Whom Shall I Fear?

The word fear brings many connotations depending on your life experiences. Some equate fear with terror and trembling. Others equate it with awe or respect. We all fear something: fear of death, fear of loneliness, fear of being embarrassed, fear of failure. Maybe, then, it's not really a matter of having no fear but a matter of having the right kind of fear.

Proverbs 19:11 has already made it clear that it is right and good to fear the Lord. We have looked a little at why we would even want to fear the Lord, who is the most powerful and mighty King of all kings. A genuine person understands who God is and who we are in relation to God.

But what does it look like to fear the Lord? I would like to give an illustration on the concept of fear that my youth pastor Joe gave us when I was a teen. This illustration powerfully shaped my understanding of fearing the Lord.

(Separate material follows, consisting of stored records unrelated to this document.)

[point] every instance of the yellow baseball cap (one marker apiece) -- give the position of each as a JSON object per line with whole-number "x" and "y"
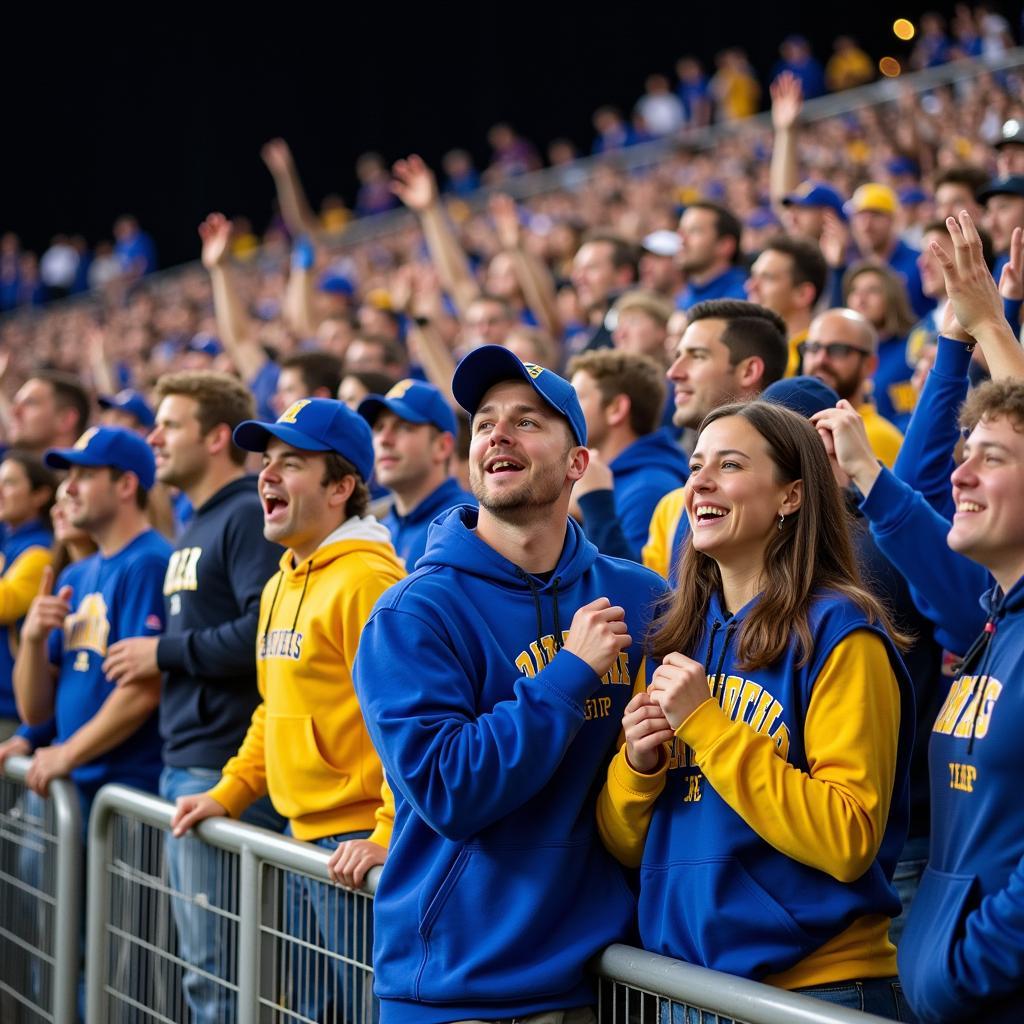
{"x": 873, "y": 196}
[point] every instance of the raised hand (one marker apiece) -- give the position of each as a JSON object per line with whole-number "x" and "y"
{"x": 645, "y": 728}
{"x": 679, "y": 686}
{"x": 216, "y": 235}
{"x": 786, "y": 100}
{"x": 969, "y": 283}
{"x": 842, "y": 430}
{"x": 598, "y": 633}
{"x": 47, "y": 610}
{"x": 415, "y": 183}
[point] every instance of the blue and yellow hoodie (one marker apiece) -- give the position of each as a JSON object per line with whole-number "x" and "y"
{"x": 24, "y": 555}
{"x": 962, "y": 955}
{"x": 497, "y": 890}
{"x": 307, "y": 745}
{"x": 767, "y": 840}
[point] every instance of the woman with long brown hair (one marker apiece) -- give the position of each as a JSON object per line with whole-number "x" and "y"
{"x": 762, "y": 786}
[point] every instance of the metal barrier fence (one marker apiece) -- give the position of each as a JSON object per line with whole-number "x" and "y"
{"x": 40, "y": 909}
{"x": 276, "y": 958}
{"x": 238, "y": 920}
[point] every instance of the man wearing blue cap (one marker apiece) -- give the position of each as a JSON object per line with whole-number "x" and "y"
{"x": 414, "y": 442}
{"x": 494, "y": 681}
{"x": 103, "y": 733}
{"x": 306, "y": 745}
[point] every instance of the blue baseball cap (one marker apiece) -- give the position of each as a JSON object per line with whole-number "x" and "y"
{"x": 489, "y": 365}
{"x": 805, "y": 395}
{"x": 129, "y": 401}
{"x": 314, "y": 425}
{"x": 816, "y": 194}
{"x": 415, "y": 401}
{"x": 114, "y": 446}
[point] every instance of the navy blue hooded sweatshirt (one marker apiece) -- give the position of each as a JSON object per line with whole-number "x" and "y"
{"x": 617, "y": 521}
{"x": 208, "y": 654}
{"x": 962, "y": 955}
{"x": 496, "y": 891}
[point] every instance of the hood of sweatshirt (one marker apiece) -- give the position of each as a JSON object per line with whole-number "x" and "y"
{"x": 655, "y": 450}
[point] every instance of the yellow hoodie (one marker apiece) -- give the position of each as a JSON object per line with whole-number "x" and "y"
{"x": 307, "y": 744}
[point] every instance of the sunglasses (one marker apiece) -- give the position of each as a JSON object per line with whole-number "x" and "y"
{"x": 834, "y": 349}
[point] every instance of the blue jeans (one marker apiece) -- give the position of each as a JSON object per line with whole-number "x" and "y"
{"x": 329, "y": 918}
{"x": 882, "y": 996}
{"x": 906, "y": 878}
{"x": 198, "y": 871}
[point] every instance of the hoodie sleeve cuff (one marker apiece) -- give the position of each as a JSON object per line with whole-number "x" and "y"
{"x": 171, "y": 653}
{"x": 233, "y": 795}
{"x": 952, "y": 358}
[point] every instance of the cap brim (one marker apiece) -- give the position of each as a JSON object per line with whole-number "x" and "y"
{"x": 252, "y": 435}
{"x": 481, "y": 370}
{"x": 373, "y": 404}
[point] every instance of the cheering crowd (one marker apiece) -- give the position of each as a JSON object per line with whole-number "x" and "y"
{"x": 638, "y": 563}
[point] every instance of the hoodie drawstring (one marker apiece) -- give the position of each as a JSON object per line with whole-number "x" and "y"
{"x": 273, "y": 601}
{"x": 558, "y": 625}
{"x": 302, "y": 596}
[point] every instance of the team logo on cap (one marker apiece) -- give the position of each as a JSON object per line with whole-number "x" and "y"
{"x": 399, "y": 389}
{"x": 290, "y": 414}
{"x": 83, "y": 441}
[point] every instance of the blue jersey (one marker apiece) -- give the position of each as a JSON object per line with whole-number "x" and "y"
{"x": 113, "y": 598}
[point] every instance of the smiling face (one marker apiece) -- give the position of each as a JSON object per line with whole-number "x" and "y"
{"x": 734, "y": 496}
{"x": 299, "y": 509}
{"x": 988, "y": 487}
{"x": 521, "y": 457}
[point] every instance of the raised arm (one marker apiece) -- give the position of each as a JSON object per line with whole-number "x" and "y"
{"x": 786, "y": 102}
{"x": 295, "y": 208}
{"x": 535, "y": 279}
{"x": 976, "y": 300}
{"x": 237, "y": 328}
{"x": 416, "y": 185}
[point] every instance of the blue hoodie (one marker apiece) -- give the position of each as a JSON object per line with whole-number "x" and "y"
{"x": 962, "y": 955}
{"x": 496, "y": 891}
{"x": 617, "y": 520}
{"x": 713, "y": 892}
{"x": 409, "y": 532}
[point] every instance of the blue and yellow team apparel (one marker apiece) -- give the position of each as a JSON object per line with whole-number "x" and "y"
{"x": 497, "y": 890}
{"x": 767, "y": 839}
{"x": 113, "y": 598}
{"x": 25, "y": 552}
{"x": 962, "y": 955}
{"x": 892, "y": 393}
{"x": 617, "y": 521}
{"x": 306, "y": 745}
{"x": 409, "y": 532}
{"x": 212, "y": 592}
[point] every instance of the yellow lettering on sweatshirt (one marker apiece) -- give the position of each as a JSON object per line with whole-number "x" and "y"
{"x": 541, "y": 653}
{"x": 182, "y": 570}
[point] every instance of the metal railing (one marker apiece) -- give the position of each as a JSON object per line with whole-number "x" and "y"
{"x": 286, "y": 967}
{"x": 40, "y": 907}
{"x": 283, "y": 942}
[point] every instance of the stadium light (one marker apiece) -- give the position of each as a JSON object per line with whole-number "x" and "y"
{"x": 903, "y": 29}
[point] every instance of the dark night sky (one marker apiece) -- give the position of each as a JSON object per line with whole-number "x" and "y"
{"x": 166, "y": 121}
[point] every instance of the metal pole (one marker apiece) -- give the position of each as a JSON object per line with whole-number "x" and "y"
{"x": 249, "y": 936}
{"x": 98, "y": 892}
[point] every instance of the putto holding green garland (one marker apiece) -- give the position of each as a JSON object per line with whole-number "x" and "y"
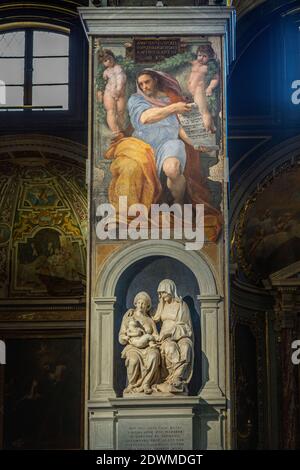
{"x": 203, "y": 84}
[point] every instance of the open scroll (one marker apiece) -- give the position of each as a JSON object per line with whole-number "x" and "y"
{"x": 192, "y": 123}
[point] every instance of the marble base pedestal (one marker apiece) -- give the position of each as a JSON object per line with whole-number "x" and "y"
{"x": 152, "y": 423}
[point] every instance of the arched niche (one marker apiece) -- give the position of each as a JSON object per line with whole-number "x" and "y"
{"x": 115, "y": 287}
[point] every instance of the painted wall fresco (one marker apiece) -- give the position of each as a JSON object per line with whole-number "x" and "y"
{"x": 42, "y": 393}
{"x": 43, "y": 225}
{"x": 268, "y": 232}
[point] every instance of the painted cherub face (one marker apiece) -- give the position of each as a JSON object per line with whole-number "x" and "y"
{"x": 202, "y": 58}
{"x": 108, "y": 62}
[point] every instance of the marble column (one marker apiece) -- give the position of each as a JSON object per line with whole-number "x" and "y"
{"x": 212, "y": 347}
{"x": 102, "y": 349}
{"x": 286, "y": 327}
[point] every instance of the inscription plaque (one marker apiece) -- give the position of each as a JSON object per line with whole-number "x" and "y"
{"x": 155, "y": 434}
{"x": 152, "y": 50}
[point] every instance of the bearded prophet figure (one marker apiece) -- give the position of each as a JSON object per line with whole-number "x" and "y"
{"x": 176, "y": 339}
{"x": 159, "y": 147}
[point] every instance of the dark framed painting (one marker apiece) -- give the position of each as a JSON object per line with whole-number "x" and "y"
{"x": 42, "y": 390}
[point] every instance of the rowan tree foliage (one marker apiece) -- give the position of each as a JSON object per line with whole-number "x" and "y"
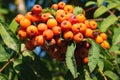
{"x": 63, "y": 40}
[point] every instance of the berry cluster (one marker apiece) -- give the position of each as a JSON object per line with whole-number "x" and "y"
{"x": 54, "y": 32}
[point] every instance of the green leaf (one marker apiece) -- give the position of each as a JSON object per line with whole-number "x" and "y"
{"x": 78, "y": 10}
{"x": 101, "y": 64}
{"x": 108, "y": 65}
{"x": 13, "y": 26}
{"x": 8, "y": 40}
{"x": 112, "y": 5}
{"x": 116, "y": 36}
{"x": 111, "y": 75}
{"x": 4, "y": 56}
{"x": 99, "y": 2}
{"x": 90, "y": 3}
{"x": 3, "y": 77}
{"x": 70, "y": 60}
{"x": 101, "y": 10}
{"x": 93, "y": 56}
{"x": 108, "y": 22}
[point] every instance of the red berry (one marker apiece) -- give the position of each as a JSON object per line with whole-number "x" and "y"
{"x": 37, "y": 9}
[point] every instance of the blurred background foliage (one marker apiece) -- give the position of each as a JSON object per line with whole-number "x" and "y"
{"x": 40, "y": 66}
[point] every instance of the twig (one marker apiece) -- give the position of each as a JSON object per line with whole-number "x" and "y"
{"x": 102, "y": 74}
{"x": 110, "y": 12}
{"x": 98, "y": 19}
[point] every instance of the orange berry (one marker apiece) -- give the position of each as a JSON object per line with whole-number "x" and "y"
{"x": 80, "y": 18}
{"x": 99, "y": 39}
{"x": 51, "y": 23}
{"x": 93, "y": 24}
{"x": 24, "y": 23}
{"x": 32, "y": 30}
{"x": 29, "y": 15}
{"x": 22, "y": 34}
{"x": 75, "y": 28}
{"x": 52, "y": 42}
{"x": 105, "y": 44}
{"x": 61, "y": 17}
{"x": 57, "y": 30}
{"x": 68, "y": 35}
{"x": 42, "y": 27}
{"x": 37, "y": 9}
{"x": 81, "y": 52}
{"x": 29, "y": 45}
{"x": 68, "y": 9}
{"x": 19, "y": 17}
{"x": 36, "y": 18}
{"x": 60, "y": 42}
{"x": 54, "y": 6}
{"x": 38, "y": 40}
{"x": 68, "y": 15}
{"x": 45, "y": 17}
{"x": 59, "y": 12}
{"x": 82, "y": 27}
{"x": 61, "y": 5}
{"x": 78, "y": 37}
{"x": 66, "y": 25}
{"x": 85, "y": 60}
{"x": 89, "y": 33}
{"x": 48, "y": 34}
{"x": 104, "y": 36}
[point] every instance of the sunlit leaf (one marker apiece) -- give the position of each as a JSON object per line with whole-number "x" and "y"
{"x": 8, "y": 40}
{"x": 90, "y": 3}
{"x": 108, "y": 22}
{"x": 111, "y": 75}
{"x": 93, "y": 55}
{"x": 13, "y": 26}
{"x": 101, "y": 10}
{"x": 99, "y": 2}
{"x": 4, "y": 56}
{"x": 70, "y": 60}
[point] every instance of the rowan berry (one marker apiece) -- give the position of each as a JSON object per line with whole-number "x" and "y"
{"x": 68, "y": 35}
{"x": 48, "y": 34}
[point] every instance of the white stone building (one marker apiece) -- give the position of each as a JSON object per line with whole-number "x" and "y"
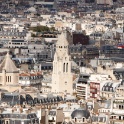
{"x": 62, "y": 79}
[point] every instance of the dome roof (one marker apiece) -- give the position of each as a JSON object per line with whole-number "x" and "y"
{"x": 62, "y": 40}
{"x": 110, "y": 87}
{"x": 79, "y": 113}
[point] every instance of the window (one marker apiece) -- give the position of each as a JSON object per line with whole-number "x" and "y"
{"x": 75, "y": 119}
{"x": 64, "y": 67}
{"x": 67, "y": 67}
{"x": 83, "y": 119}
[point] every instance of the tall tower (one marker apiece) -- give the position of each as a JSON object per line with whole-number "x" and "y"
{"x": 62, "y": 79}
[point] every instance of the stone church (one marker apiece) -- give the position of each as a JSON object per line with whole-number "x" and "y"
{"x": 62, "y": 78}
{"x": 9, "y": 74}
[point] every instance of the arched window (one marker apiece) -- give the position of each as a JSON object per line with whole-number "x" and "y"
{"x": 8, "y": 79}
{"x": 64, "y": 67}
{"x": 75, "y": 119}
{"x": 67, "y": 67}
{"x": 83, "y": 119}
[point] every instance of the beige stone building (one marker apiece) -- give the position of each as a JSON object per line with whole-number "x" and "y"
{"x": 62, "y": 79}
{"x": 9, "y": 74}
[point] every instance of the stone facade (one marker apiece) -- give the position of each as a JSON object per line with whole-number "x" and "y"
{"x": 62, "y": 76}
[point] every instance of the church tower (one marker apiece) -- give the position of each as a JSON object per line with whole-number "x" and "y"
{"x": 62, "y": 80}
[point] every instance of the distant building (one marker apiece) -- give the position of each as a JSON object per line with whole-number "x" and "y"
{"x": 9, "y": 74}
{"x": 80, "y": 38}
{"x": 62, "y": 78}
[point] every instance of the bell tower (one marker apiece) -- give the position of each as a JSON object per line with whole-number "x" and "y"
{"x": 62, "y": 76}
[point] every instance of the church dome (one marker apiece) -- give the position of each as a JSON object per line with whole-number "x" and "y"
{"x": 80, "y": 113}
{"x": 62, "y": 40}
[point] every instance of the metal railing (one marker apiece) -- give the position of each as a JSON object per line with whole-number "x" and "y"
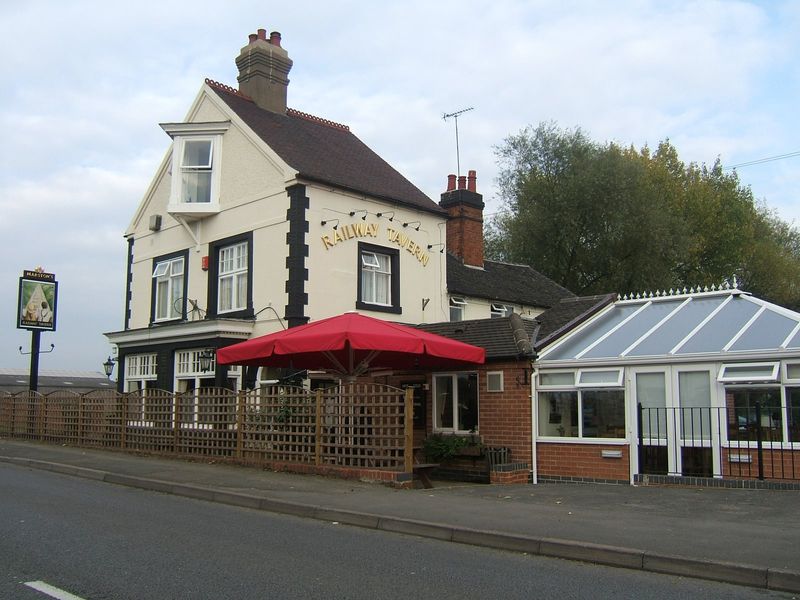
{"x": 751, "y": 442}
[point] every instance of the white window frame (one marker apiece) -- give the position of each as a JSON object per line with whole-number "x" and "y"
{"x": 786, "y": 376}
{"x": 190, "y": 132}
{"x": 582, "y": 438}
{"x": 140, "y": 369}
{"x": 455, "y": 403}
{"x": 163, "y": 272}
{"x": 370, "y": 263}
{"x": 555, "y": 386}
{"x": 187, "y": 368}
{"x": 457, "y": 303}
{"x": 238, "y": 272}
{"x": 498, "y": 310}
{"x": 500, "y": 380}
{"x": 615, "y": 382}
{"x": 723, "y": 377}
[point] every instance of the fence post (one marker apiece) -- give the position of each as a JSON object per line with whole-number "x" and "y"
{"x": 408, "y": 426}
{"x": 640, "y": 436}
{"x": 42, "y": 413}
{"x": 123, "y": 413}
{"x": 80, "y": 419}
{"x": 240, "y": 399}
{"x": 759, "y": 441}
{"x": 176, "y": 426}
{"x": 318, "y": 429}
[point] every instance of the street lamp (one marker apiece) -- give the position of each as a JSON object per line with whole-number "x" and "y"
{"x": 108, "y": 367}
{"x": 206, "y": 358}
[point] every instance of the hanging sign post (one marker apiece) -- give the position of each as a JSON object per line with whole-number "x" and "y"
{"x": 36, "y": 311}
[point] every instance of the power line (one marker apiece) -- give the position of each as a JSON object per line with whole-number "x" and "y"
{"x": 759, "y": 161}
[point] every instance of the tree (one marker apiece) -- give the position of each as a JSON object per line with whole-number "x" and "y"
{"x": 599, "y": 217}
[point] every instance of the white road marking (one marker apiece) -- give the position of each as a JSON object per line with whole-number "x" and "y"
{"x": 53, "y": 592}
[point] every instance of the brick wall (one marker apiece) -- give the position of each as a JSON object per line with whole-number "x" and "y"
{"x": 505, "y": 417}
{"x": 465, "y": 234}
{"x": 583, "y": 461}
{"x": 778, "y": 464}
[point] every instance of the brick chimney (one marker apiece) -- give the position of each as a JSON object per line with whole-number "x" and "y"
{"x": 263, "y": 71}
{"x": 465, "y": 219}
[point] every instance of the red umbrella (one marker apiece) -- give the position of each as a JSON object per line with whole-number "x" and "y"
{"x": 352, "y": 344}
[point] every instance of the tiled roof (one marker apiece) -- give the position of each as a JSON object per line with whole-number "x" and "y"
{"x": 519, "y": 284}
{"x": 567, "y": 314}
{"x": 326, "y": 152}
{"x": 496, "y": 336}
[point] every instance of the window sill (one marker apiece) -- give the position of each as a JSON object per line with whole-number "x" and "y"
{"x": 193, "y": 209}
{"x": 379, "y": 308}
{"x": 589, "y": 441}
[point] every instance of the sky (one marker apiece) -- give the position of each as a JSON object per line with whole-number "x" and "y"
{"x": 87, "y": 83}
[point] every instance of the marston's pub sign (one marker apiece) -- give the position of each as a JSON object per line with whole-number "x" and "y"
{"x": 38, "y": 295}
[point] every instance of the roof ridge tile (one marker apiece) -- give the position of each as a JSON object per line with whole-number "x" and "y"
{"x": 227, "y": 88}
{"x": 292, "y": 112}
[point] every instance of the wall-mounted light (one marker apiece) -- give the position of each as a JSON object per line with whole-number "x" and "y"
{"x": 323, "y": 223}
{"x": 355, "y": 212}
{"x": 206, "y": 358}
{"x": 108, "y": 366}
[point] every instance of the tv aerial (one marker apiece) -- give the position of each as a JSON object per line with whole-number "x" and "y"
{"x": 455, "y": 116}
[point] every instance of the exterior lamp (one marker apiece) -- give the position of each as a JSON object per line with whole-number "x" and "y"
{"x": 108, "y": 367}
{"x": 206, "y": 358}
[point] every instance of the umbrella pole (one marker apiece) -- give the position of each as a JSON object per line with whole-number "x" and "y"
{"x": 408, "y": 454}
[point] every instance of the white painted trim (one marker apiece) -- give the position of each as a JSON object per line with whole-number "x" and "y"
{"x": 655, "y": 327}
{"x": 613, "y": 330}
{"x": 744, "y": 328}
{"x": 790, "y": 336}
{"x": 700, "y": 325}
{"x": 577, "y": 331}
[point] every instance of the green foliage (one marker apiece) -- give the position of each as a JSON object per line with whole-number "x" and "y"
{"x": 440, "y": 447}
{"x": 600, "y": 218}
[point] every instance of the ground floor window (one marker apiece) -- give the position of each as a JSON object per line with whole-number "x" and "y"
{"x": 584, "y": 413}
{"x": 196, "y": 402}
{"x": 140, "y": 376}
{"x": 456, "y": 402}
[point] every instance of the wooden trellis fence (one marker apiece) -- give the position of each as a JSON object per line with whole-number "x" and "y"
{"x": 350, "y": 426}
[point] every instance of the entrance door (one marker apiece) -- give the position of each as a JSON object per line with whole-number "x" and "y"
{"x": 678, "y": 430}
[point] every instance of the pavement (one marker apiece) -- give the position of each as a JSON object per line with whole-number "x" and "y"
{"x": 745, "y": 537}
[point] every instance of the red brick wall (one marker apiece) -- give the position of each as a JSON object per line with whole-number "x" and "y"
{"x": 504, "y": 418}
{"x": 465, "y": 234}
{"x": 777, "y": 464}
{"x": 581, "y": 460}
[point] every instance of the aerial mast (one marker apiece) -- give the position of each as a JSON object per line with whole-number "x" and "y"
{"x": 455, "y": 116}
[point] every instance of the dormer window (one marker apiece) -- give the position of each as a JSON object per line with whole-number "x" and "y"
{"x": 196, "y": 170}
{"x": 196, "y": 160}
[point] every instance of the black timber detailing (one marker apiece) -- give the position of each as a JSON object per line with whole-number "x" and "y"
{"x": 128, "y": 282}
{"x": 296, "y": 259}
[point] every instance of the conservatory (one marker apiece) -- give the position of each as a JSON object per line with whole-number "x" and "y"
{"x": 665, "y": 386}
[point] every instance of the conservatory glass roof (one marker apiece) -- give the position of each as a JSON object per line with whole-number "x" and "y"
{"x": 722, "y": 322}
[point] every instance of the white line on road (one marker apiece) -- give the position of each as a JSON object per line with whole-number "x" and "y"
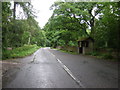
{"x": 69, "y": 72}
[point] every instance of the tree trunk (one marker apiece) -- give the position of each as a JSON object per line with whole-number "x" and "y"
{"x": 14, "y": 10}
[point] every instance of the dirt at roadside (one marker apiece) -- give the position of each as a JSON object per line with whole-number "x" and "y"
{"x": 9, "y": 69}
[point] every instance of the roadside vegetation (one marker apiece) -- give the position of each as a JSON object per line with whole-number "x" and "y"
{"x": 72, "y": 21}
{"x": 20, "y": 51}
{"x": 21, "y": 35}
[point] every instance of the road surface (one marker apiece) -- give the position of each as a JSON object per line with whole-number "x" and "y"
{"x": 49, "y": 68}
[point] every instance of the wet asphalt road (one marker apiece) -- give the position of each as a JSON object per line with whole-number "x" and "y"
{"x": 44, "y": 71}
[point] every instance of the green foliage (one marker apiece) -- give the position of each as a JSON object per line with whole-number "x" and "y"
{"x": 19, "y": 52}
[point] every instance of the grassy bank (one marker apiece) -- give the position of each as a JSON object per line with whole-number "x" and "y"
{"x": 19, "y": 52}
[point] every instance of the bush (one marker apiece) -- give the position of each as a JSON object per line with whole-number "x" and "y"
{"x": 19, "y": 52}
{"x": 107, "y": 56}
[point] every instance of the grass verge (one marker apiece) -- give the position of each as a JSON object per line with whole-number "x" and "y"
{"x": 19, "y": 52}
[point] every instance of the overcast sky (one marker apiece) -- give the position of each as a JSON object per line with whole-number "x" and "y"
{"x": 44, "y": 12}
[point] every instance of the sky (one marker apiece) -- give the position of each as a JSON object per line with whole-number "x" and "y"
{"x": 43, "y": 12}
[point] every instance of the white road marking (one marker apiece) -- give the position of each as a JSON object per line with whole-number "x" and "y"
{"x": 69, "y": 72}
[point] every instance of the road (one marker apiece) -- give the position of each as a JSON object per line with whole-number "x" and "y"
{"x": 49, "y": 68}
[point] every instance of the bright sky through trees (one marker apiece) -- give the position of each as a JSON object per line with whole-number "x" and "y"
{"x": 43, "y": 10}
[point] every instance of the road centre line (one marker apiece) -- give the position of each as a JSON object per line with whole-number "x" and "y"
{"x": 69, "y": 72}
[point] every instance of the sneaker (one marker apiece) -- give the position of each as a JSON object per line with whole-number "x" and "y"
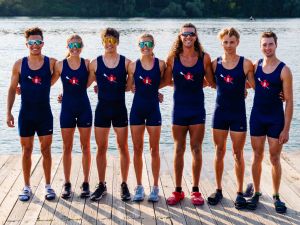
{"x": 139, "y": 194}
{"x": 196, "y": 198}
{"x": 100, "y": 191}
{"x": 154, "y": 197}
{"x": 67, "y": 192}
{"x": 175, "y": 198}
{"x": 85, "y": 190}
{"x": 125, "y": 194}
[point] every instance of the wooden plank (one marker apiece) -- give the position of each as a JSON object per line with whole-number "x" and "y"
{"x": 8, "y": 204}
{"x": 63, "y": 206}
{"x": 38, "y": 199}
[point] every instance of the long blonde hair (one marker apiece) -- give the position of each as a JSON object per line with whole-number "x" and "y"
{"x": 177, "y": 47}
{"x": 73, "y": 37}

I have a fear of electricity. I would venture to say that most of those reading this post do, too, even if you don't realize it. What I mean by that claim is this: I understand the power of electricity, and my understanding of electricity changes the way I live. For example, when it is storming and lightning outside, I do not climb to the top of the tallest tree or stand on our metal roof. In fact, I don't even remain outside at all if I can help it, because I know that lightning can kill me.

photo via Morguefile.com

photo via Morguefile.com

When I use my hair dryer in the morning, I do not stand in puddles of water. I even go so far as to clean off any water drops on the counter near my hair dryer's cord, because again, I do not want to be electrocuted. When you visit my house, you will see all of the unused electrical outlets covered with little plastic inserts. These inserts prevent any children in my home from innocently sticking an item into those outlets. Electricity is powerful, and when it is encountered in an unsafe/unstable environment,  I know it can be deadly.

I do not, however, scream in terror when someone turns a light switch on in a room. I do not creep low outdoors on a bright and sunny day, fearful that a rogue lightning bolt might strike and kill me. I understand the power of electricity, but my fear of its power does not permeate every moment of my life. My fear of electricity is a healthy one that shapes the way I live.

Our fear of the Lord should be the same. Fearing God means grasping His power, worshipping His might, trembling before Him, because He is so great and we are so miniscule. In the previous post, we merely scratched the surface of understanding the power of God, but even that little bit should leave us with chills. However, what we know of God's character allows us freedom to also know He isn't an angry God who annihilates people at His whim.

Our fear of the Lord encompasses an understanding of all these things: His power and holiness, His love and kindness, His grace and righteousness. As believers, it motivates us to strive for holiness and purity, but it also gives us freedom to embrace His forgiveness in our sins and failures. Knowing and fearing God should change and shape the way we live. We do not stay in our sins or take a lackadaisical approach toward impurity in our lives because we know it is the antithesis of who God is. We strive to be more like Him, instead.

Being a genuine person first starts at understanding Who is at the center of this universe, and that typically means dethroning ourselves and raising Him high as King of all kings. It is at this point that we are able to confidently begin the journey toward living as authentic people.